Besides no increase in the need for supplemental boluses and the apparent lack of clinical benefit, another advantage of PCEA without background infusion is a reduction in the cost of analgesia. As prepared at our institution, three 10-ml bottles of 0.2% ropivacaine are needed to prepare a 60-ml solution of 0.1% ropivacaine. Considering that the mean total volume administered during labor with PCEA with no background infusion is 54.8 ml (which represents one 60-ml syringe) and is 78.0 ml with a 9-ml/h background infusion (which represents two 60-ml syringes), this could represent up to a 50% reduction in cost.

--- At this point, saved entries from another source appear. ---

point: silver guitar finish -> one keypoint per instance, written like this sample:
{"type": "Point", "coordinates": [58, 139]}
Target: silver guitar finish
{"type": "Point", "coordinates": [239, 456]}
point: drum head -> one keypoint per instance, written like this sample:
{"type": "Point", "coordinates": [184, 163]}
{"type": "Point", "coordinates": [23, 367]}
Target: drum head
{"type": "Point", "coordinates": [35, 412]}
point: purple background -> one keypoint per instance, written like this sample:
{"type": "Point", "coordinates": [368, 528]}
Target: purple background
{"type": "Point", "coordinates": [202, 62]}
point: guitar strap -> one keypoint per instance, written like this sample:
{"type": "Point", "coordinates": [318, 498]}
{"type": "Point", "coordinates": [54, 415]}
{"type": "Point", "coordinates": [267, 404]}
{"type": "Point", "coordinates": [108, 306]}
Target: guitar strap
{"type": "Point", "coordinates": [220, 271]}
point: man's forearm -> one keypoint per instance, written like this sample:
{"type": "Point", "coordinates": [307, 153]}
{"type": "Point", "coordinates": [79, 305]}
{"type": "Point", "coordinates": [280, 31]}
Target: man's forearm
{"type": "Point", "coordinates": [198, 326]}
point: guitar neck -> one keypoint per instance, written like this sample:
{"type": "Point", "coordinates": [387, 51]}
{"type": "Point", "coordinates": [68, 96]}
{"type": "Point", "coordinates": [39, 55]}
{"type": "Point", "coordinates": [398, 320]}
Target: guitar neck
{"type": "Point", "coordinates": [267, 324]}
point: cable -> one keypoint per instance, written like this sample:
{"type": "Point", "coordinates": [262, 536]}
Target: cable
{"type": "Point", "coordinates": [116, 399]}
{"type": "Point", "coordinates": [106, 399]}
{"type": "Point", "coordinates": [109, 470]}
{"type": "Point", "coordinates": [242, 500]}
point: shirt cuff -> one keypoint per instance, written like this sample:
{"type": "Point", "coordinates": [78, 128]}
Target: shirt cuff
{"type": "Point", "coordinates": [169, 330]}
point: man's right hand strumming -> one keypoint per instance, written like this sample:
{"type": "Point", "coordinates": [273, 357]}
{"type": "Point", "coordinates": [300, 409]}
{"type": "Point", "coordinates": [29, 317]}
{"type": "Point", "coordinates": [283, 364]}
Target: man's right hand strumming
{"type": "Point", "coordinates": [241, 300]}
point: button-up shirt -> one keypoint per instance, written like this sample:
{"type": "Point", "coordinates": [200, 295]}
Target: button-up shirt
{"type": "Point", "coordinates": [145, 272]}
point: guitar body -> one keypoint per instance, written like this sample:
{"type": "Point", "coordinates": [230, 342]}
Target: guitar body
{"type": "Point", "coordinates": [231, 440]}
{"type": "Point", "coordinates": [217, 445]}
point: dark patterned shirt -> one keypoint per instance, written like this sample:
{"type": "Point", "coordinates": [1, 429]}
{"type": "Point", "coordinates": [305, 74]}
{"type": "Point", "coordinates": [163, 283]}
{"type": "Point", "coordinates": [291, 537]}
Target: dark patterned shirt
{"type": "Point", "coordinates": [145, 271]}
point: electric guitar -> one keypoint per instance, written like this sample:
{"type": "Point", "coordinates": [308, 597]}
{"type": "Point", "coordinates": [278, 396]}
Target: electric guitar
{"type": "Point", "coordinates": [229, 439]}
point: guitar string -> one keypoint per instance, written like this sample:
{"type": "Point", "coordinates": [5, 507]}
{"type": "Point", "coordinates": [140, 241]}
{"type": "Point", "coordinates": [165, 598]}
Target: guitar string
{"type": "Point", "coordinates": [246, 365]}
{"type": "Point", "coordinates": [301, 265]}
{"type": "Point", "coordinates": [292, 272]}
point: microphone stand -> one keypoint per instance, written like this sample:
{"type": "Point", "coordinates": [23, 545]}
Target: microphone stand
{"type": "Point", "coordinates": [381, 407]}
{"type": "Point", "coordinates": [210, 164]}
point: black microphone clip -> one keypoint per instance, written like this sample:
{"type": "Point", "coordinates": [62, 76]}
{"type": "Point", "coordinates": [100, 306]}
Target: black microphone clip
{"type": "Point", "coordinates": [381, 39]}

In conclusion, our results suggest that the use of a background infusion with PCEA is not beneficial during labor and leads to a greater consumption of local anesthetic solution without improving the comfort and satisfaction of parturients. Moreover, the use of PCEA without a background infusion does not provide a greater need for supplemental boluses, which might cause logistical problems in a busy unit. Finally, although no decreased incidence in motor block was observed, the use of no background infusion allows for a reduction in the cost of analgesia. Based on these findings, we recommend the use of 0.1% ropivacaine plus 0.5 μg/ml sufentanil administered via  PCEA without background infusion during labor. Further studies are warranted to determine whether this recommendation would be applicable if other agents such as bupivacaine, levobupivacaine, or fentanyl were administered.